To return to the ominous dream theme, we next get these leitmotifs (muffled figures and peasants) as Anna is back on the same train, returning to Petersburg--after she has fallen in love with Vronsky at the ball. At this time she is in a semi-delirium that is indicative of the incredibly swift and utter change in her life. On the train she goes into a kind of half dream that combines her recollection of the events of the station where she first met Vronsky with an eerie anticipation of her own death:
"That peasant with the long waist seemed to be gnawing at something on the wall, the old lady began stretching her legs the whole length of the carriage and filling it like a black cloud; then there was a fearful shrieking and banging, as though someone was being torn to pieces; then there was a blinding dazzle of red fire before her eyes and a wall seemed to rise up and hide everything. Anna felt as if she were collapsing downward. But it was not terrible; it was blissful. The voice of a man muffled up and covered with snow shouted something in her ear" [and she wakes up] (p. 108).
Note the detail about the bliss. It is as if she takes a feral kind of joy in committing herself (by falling in love with Vronksy) to her self-destruction. This scene, one of the most famous in the novel, continues when the train stops at a station, Anna steps out into a snowstorm, meets Vronsky, who has followed her, and seals her fate. Their affair is inevitable, and as "the hoarse whistle of the engine roared. . . . plaintively and gloomily, all the horror of the storm seemed to her still more splendid now" (109).
And once again, as Anna stands out in the storm, almost as if waiting for the inevitable appearance of Vronsky, "muffled figures covered with snow" run by. And "the bent shadow of a man flashed by at her feet, and she heard sounds of a hammer upon iron" (109).
Now, in an accumulation of incidental detail gathered subconsciously during her two fateful meetings with Vronsky at railway stations, Anna has all the ingredients for her recurrent dreams later on, in particular the muffled figure of a peasant beating with a hammer on iron. This is all extremely well done, but giving Vronsky essentially the same nightmare too (much later in the book) seems almost too much in the way of predestination.
The dream producers, of course, have taken slightly different details and situations from the waking lives of the characters as ingredients for their dreams.
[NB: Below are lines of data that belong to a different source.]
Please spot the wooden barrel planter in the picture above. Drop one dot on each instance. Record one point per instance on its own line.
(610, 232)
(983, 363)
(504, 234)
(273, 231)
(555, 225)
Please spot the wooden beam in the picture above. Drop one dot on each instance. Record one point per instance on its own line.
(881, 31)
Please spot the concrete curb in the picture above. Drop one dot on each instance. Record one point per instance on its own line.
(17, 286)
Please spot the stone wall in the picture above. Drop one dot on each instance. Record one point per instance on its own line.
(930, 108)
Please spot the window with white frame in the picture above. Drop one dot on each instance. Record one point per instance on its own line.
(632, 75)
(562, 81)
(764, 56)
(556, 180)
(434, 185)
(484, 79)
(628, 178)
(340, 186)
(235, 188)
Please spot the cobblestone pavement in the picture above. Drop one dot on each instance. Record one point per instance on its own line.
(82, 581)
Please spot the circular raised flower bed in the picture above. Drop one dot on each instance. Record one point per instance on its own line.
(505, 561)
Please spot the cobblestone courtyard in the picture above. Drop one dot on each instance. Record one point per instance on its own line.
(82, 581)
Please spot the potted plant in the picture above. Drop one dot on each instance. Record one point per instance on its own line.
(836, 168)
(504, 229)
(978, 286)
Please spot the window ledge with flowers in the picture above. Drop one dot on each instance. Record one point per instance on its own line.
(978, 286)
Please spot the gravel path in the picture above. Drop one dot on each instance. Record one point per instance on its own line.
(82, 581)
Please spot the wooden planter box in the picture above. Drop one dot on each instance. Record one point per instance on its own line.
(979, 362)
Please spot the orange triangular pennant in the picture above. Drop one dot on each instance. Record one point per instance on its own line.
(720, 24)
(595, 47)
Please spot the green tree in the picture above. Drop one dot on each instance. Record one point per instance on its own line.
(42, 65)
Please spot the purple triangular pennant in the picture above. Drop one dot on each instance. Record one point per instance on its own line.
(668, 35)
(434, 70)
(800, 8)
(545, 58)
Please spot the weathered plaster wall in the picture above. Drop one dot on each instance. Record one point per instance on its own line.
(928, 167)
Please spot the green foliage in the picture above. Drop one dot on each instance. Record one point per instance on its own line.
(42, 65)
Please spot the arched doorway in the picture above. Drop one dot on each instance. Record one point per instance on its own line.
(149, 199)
But, most importantly, the disheveled peasant, stooping down and muttering in French appears in both dreams (p.375, 381). Vronsky cannot make out what he is saying, but Anna hears the words, which begin with part of a French proverb and end with pounding and beating. The entire proverb (mangled in the dream) says, "Il faut battre le fer, tandis qu'il est chaud," which is common to most European languages. In Russian: Куй железо пока горячо. In English: Strike while the iron is hot.
The passage in the novel goes like this: "Il faut le battre, le fer, le broyer, le petrir" (381), "It must be beaten, the iron, must be pounded, molded." Anna also dreams that one of the servants, Korney, interprets this dream as an omen of her death in childbirth (382). As it turns out she does not die in childbirth, but the French words conjure up a muddled image (fire and iron) of the train that she throws herself under.
This coincidental double nightmare shared by Anna and Vronsky, what Nabokov, in his Lectures on Russian Literature, calls "this monogrammatic interconnection of two individual brain patterns," is an analogue of the telepathic experience of Kitty and Lyovin--as they read each others' thoughts in the marriage-proposal scene (Nabokov again, p. 175). But what a difference in mood and in future implications in these two scenes!
From this point one can trace the patterns in Anna's recurrent nightmares throughout the rest of the novel.